It seems everyone and their mothers are pushing native ad units and tools to support them. Facebook, Twitter, Yahoo and most recently AOL all have native, in-feed ad units.
As these formats catch on, ad tech companies like Sharethrough, Nativo and DistroScale have developed tools designed to automate ad distribution across different publishers’ sites while matching the format of each site. But while automatically generated native ads might mimic the look and feel of the content surrounding them, it’s often unclear how well these units actually blend with their publisher hosts.
“Does (the ad) just match the shape of a news tile? Or is it integrated into the publisher or app’s content?” said Forrester Research analyst Jennifer Wise.
To be truly native, an in-feed ad must match the site’s layout as well as its content, said Sacha Xavier, media and innovation partner at Neo@Ogilvy. For example, placing an in-feed mobile gaming install ad on a news site would be just as disruptive as a banner ad, Xavier pointed out. “Native ads should be curated the same way you would curate content on a page,” she said.
Jenn Cox, mobility lead at Starcom USA, agreed.
“The ads that perform best provide the type of utility that a user would normally seek out,” Cox said. “Are you adding something that’s relevant to that platform and tailored to the users’ behavior?”
As with traditional display ads, relevance is crucial.
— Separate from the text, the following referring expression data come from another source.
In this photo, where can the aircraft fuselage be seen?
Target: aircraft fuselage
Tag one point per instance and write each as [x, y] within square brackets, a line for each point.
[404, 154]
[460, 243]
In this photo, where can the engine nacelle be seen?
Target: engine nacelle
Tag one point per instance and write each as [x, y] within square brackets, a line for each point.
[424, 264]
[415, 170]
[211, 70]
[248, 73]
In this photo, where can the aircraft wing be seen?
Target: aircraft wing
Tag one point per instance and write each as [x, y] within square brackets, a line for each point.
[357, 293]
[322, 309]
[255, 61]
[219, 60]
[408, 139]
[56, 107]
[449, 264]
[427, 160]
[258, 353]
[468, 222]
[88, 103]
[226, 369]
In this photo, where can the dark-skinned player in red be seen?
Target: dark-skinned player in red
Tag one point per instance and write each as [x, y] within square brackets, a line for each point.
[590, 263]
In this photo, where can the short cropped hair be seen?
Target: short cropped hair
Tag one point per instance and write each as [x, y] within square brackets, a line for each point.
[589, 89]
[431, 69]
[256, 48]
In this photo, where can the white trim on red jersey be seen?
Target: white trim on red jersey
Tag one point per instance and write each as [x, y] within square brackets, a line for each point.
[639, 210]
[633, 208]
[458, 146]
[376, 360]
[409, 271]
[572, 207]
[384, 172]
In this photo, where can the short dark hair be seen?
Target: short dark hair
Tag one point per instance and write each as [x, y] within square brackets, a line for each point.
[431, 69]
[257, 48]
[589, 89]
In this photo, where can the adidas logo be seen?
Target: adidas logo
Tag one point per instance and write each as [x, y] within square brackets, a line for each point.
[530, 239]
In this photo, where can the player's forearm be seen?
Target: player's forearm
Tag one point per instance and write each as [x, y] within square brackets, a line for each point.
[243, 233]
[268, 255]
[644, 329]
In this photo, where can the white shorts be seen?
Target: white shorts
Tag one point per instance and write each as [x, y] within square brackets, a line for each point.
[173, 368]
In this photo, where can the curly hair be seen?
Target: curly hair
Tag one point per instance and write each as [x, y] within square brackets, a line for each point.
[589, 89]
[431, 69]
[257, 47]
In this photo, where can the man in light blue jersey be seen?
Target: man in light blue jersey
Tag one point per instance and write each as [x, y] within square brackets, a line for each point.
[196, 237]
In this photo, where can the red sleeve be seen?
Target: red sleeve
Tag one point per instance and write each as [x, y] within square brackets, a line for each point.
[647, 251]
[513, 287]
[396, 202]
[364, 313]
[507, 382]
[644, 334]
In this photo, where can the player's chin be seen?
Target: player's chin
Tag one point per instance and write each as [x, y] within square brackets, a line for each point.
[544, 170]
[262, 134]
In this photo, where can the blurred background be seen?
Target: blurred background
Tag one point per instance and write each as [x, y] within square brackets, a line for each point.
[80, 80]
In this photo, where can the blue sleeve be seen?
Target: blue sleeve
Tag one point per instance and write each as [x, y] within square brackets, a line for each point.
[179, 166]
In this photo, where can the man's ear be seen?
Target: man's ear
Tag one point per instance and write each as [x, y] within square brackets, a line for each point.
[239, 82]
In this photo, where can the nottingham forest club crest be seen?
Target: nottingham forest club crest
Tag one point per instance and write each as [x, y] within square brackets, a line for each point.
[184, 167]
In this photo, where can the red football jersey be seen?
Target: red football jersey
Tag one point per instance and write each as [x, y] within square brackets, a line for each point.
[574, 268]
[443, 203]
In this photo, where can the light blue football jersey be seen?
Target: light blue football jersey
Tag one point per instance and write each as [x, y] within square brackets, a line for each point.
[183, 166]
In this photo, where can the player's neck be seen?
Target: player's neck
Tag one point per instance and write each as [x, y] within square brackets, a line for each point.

To various degrees, vendors like Facebook, Nativo, Sharethrough and DistroScale allow clients to target their in-feed ads against criteria like geography, audience, devices and page location. They also provide analytic capabilities to further optimize the ads.
However, contextually and programmatically matched in-feed ads are not native ads, argued JiYoung Kim, SVP of creative solutions and strategy at Ansible Mobile.
“I would just call that contextual marketing,” she said. Native advertising involves providing an ad that is tailored for a specific site’s experience. Yet, when “you’re looking for places to run an ad or creative that’s designed to run agnostically, you are no longer looking at specific experiences.”
The concept of programmatic advertising and its ability to scale ads and native, i.e., customized ads, Kim continued, “have natural tensions toward each other.” Despite the push toward automated native ads, the ad content must be more closely aligned with a publisher’s site. “You can’t say that achieving 100% automation is the only innovation that is needed,” she added. “New creative experiences also require more loving care.”
Brands and some publishers are beginning to churn out more content by building their own newsrooms (like Cisco’s Network or sponsored content sites like Forbes’ Brand Voices) but social media sites like Facebook, Twitter and Pinterest are better-positioned to leverage native ads by virtue of having a lot of user-generated content, according to Kim.
Brands also need to move fast. Native ads may be a better way to way to grab a reader’s attention, but we are quickly approaching a “tipping point” in which the novelty is wearing off, Xavier added. “There’s so much native out there that users are starting to get numb to it,” she said.